The Westboro Baptist Church of Wichita, Kansas. I feel a little guilty for even writing about them, because they live for exposure. And they get it. National media companies love the images the WBC produces, standing outside the funerals of soldiers with their “God hates Fags” posters. They are frequently and unfairly connected, by inference, with other Christian churches.

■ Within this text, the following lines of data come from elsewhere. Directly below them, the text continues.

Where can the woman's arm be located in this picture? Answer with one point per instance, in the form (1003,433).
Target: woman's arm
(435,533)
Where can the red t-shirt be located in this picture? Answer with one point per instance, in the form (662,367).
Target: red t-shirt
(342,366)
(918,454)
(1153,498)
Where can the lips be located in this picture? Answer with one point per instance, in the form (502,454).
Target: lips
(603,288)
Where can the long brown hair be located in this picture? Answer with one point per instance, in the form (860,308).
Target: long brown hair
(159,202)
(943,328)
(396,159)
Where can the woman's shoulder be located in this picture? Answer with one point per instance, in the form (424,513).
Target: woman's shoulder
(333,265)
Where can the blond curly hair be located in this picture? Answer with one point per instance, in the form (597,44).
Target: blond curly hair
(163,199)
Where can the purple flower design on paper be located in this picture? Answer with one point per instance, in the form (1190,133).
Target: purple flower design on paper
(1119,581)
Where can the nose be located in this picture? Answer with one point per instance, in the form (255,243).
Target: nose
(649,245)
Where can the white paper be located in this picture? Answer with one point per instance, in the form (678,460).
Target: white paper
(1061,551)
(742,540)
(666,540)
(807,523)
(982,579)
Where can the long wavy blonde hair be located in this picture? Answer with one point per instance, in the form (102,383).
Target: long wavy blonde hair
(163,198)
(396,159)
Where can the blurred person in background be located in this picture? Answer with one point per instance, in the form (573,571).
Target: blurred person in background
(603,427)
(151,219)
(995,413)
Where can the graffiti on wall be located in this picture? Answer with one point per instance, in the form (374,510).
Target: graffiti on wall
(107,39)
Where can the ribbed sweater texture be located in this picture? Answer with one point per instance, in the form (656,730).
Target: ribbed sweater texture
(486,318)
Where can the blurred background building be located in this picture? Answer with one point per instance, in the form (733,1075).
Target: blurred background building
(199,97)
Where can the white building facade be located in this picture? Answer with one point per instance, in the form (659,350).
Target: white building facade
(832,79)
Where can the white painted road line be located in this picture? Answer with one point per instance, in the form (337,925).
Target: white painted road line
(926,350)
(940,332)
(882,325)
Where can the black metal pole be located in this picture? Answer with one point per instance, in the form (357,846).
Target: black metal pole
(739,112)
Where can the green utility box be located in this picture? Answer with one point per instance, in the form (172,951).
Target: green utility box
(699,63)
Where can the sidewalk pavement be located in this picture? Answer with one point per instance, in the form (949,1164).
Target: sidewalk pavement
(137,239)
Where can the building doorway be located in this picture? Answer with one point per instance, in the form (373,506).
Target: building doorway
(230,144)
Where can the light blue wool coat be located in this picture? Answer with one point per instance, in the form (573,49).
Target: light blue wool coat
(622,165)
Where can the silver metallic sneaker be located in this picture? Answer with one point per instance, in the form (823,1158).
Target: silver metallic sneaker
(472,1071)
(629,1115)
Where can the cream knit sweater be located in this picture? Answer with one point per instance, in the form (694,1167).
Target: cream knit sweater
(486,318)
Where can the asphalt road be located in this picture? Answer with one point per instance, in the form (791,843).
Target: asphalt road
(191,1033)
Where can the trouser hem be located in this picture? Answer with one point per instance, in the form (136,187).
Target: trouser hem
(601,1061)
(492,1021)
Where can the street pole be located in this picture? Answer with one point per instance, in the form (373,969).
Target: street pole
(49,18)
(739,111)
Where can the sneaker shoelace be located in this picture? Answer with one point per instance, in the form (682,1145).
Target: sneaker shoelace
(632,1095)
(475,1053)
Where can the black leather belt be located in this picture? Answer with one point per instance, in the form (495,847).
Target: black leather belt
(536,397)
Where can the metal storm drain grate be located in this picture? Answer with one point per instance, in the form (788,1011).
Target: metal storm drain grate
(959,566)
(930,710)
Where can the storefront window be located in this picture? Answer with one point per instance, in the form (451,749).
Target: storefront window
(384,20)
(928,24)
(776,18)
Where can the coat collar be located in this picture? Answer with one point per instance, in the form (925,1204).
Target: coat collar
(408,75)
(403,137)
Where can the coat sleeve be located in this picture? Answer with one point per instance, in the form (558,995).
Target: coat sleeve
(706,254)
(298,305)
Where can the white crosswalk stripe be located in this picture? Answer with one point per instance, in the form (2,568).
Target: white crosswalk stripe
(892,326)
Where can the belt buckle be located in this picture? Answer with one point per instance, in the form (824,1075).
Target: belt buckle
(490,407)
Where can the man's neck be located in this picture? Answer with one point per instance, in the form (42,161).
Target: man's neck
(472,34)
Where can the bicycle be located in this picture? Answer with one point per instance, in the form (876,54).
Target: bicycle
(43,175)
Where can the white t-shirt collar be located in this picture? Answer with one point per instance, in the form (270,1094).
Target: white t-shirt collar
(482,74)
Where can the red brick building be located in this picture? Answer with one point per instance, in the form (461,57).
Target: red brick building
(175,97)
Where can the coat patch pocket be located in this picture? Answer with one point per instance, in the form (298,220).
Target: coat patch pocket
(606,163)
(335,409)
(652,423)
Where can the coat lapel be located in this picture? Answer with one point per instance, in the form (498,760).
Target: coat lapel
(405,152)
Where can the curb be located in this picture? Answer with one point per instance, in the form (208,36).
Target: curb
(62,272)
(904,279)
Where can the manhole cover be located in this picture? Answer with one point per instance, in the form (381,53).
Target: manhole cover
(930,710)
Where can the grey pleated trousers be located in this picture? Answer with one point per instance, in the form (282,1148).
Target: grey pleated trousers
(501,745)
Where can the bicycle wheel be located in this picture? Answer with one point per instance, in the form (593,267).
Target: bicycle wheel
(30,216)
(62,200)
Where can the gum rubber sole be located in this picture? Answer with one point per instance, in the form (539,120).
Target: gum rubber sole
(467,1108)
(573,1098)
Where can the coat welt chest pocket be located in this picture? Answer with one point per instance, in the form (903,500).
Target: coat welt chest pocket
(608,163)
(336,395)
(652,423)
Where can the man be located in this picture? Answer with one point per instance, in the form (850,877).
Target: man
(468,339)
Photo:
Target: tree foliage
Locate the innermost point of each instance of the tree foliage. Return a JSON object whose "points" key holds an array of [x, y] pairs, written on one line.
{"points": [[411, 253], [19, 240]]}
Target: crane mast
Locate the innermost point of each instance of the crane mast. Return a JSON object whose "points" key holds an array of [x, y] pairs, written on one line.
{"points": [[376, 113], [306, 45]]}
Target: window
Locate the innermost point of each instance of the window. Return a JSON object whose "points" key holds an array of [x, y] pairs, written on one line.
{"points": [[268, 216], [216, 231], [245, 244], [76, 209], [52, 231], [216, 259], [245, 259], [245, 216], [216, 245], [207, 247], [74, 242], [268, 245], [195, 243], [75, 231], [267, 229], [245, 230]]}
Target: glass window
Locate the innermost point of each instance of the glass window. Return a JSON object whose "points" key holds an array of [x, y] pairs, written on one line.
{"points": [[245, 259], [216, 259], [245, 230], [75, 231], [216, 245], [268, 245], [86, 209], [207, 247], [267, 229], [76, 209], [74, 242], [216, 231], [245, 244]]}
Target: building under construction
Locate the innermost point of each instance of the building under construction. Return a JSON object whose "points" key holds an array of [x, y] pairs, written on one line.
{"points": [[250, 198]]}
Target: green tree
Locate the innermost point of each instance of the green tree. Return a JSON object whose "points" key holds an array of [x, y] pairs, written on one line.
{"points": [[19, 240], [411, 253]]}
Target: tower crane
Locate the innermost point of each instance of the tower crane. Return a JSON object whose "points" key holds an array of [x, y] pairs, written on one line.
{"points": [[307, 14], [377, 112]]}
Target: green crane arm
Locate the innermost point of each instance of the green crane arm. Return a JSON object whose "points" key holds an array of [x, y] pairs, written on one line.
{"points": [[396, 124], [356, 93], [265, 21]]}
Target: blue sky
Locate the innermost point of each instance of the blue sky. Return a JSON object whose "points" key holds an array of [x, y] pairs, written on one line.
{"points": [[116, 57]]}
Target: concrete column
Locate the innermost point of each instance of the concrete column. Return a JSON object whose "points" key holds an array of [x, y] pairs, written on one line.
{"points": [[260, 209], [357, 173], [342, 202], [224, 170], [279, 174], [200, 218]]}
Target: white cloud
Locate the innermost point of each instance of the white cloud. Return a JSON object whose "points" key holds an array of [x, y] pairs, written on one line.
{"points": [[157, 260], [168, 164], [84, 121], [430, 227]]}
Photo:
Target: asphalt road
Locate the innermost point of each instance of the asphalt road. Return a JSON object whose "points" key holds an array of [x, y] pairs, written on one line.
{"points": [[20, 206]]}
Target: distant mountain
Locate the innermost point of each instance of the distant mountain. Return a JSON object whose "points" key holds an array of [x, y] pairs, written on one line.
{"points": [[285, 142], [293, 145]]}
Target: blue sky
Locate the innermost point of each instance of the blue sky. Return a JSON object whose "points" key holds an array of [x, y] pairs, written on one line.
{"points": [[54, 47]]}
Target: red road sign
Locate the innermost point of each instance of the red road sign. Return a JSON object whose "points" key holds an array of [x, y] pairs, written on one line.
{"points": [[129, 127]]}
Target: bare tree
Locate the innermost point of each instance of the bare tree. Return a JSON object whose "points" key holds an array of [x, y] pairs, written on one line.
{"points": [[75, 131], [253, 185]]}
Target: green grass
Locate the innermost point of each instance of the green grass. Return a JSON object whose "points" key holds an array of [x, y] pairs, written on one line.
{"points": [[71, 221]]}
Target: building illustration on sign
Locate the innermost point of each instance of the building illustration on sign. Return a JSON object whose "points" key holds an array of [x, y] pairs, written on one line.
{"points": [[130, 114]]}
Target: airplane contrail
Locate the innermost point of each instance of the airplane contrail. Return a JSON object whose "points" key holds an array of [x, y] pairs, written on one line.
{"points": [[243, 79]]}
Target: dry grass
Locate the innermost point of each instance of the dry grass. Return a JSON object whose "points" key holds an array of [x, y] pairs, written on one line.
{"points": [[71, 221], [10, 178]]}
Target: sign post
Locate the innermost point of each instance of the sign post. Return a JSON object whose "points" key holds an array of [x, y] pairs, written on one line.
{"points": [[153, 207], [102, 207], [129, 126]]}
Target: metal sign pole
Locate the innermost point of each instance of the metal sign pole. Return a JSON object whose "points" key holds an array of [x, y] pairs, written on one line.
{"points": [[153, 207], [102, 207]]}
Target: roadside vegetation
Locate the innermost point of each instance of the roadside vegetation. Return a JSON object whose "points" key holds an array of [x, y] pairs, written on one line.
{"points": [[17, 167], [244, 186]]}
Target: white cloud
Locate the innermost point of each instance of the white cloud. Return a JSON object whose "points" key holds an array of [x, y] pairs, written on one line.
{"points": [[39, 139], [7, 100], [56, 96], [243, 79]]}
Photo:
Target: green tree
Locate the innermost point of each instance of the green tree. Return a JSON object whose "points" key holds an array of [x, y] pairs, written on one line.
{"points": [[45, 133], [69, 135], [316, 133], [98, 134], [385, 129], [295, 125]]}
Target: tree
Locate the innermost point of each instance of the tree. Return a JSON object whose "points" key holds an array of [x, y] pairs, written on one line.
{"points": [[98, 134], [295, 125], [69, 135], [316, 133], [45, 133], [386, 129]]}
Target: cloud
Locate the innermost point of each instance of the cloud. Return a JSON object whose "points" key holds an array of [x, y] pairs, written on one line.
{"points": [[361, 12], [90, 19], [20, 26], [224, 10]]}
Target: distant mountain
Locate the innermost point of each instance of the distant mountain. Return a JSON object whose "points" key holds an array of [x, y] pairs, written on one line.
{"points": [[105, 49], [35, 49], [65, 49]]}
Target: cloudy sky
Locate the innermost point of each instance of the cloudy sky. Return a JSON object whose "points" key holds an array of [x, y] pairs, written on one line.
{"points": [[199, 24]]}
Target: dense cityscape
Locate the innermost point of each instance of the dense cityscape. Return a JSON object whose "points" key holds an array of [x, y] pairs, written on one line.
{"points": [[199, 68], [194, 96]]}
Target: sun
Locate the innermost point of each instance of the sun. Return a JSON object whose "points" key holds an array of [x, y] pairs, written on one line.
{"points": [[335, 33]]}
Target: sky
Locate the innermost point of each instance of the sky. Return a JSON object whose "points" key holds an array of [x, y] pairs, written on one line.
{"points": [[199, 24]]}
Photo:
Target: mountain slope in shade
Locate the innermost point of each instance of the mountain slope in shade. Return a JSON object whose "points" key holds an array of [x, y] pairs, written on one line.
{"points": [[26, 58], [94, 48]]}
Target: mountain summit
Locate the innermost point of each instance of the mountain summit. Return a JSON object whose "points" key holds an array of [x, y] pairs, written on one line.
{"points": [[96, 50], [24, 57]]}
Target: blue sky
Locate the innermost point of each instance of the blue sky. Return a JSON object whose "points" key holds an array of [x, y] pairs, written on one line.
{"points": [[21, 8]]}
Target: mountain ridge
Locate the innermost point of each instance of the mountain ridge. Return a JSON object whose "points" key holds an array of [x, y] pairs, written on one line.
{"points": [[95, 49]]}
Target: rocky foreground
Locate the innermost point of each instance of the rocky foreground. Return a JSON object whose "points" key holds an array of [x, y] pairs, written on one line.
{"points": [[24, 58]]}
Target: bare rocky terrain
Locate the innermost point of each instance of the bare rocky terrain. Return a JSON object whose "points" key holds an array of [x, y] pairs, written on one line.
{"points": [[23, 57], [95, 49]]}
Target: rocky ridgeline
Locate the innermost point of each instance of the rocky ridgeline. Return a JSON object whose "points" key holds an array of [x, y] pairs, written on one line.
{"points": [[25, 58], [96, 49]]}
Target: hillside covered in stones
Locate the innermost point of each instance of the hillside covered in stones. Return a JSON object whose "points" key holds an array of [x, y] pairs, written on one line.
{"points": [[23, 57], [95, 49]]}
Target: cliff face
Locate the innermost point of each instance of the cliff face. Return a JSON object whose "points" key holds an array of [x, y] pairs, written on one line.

But I think it’s important to understand that “Rev.” Fred Phelps and his “church” do represent a horrifically exaggerated version of the exclusionary, judgmental, and fear-based stance of many other American churches. Whenever a church regards itself as the “only true” church, involves itself in determining the divine fate of others, or threateningly holds its members with regularity over the fearful fires of hell, they are dancing at the edges of a belief system that has its logical conclusions in the stances of Westover Baptist.
(By the way, Westboro Baptist Church is not affiliated with any other recognized Baptist organizations or any other denominational organization in the United States. They are a family cult, made up primarily of various children, grandchildren and in-laws of Fred Phelps.)
Here’s a choir from the church (probably the whole church) singing their version of “We are the World” called “God Hates the World.”
(This song may be the very embodiment of taking God’s name in vain. It is also some pretty bad singing!)
There’s an expose here of Fred Phelps and his “church” which was done by an investigative reporter for Stauffer Communications. The article was spiked by the company, for reasons unknown. Several other Kansas area newspapers offered to run the series, but Stauffer apparently claimed it as their property. In order to get the information about Phelps to the general public, Jon Michel Bell, the reporter, filed suit against Stauffer, charging that they owed him overtime pay. He attached the articles to the lawsuit, thereby making them publicly accessible. Even reading a little of it will reveal to something of why Phelps is the way he is:
And here’s the homepage of the Patriot Guard Riders, a motorcycle group of volunteers from around the country, who have made it their mission to park in front of, and rev their engines over, the Phelp’s people whenever they appear at soldiers’ funerals. Good guys:
One thought on “God Hates You (they say)..”
Thanks for bringing this up again.
There can’t be an acceptable level of bigotry in American society. There can’t be an acceptable excuse for bigotry.
Sam Harris makes the point that religious moderates often provide cover for religious extremists.
We are certainly quick to criticize Muslims for not calling out the extremists in their ranks.
Articles like BarryWebers serve two important purposes. First, social change cannot be achieved by quietly sitting on your butt and wishing for it (sorry believers in The Secret). Society as a whole benefits from open and frank discussions of our values and the reasoning behind them. Secondly, the Phelps cult offers American Christians an opportunity to be a positive example for others. By not allowing their teachings to be co-opted by extremists for hateful purposes the US Christian community can open the door for others to do the same.
BarryWeber also avoids the pitfall of mud wrestling with the extremists. Polite societies have a way of twisting themselves into knots when they confront extremists. Avoiding becoming a caricature of yourself while battling the crazies is an art.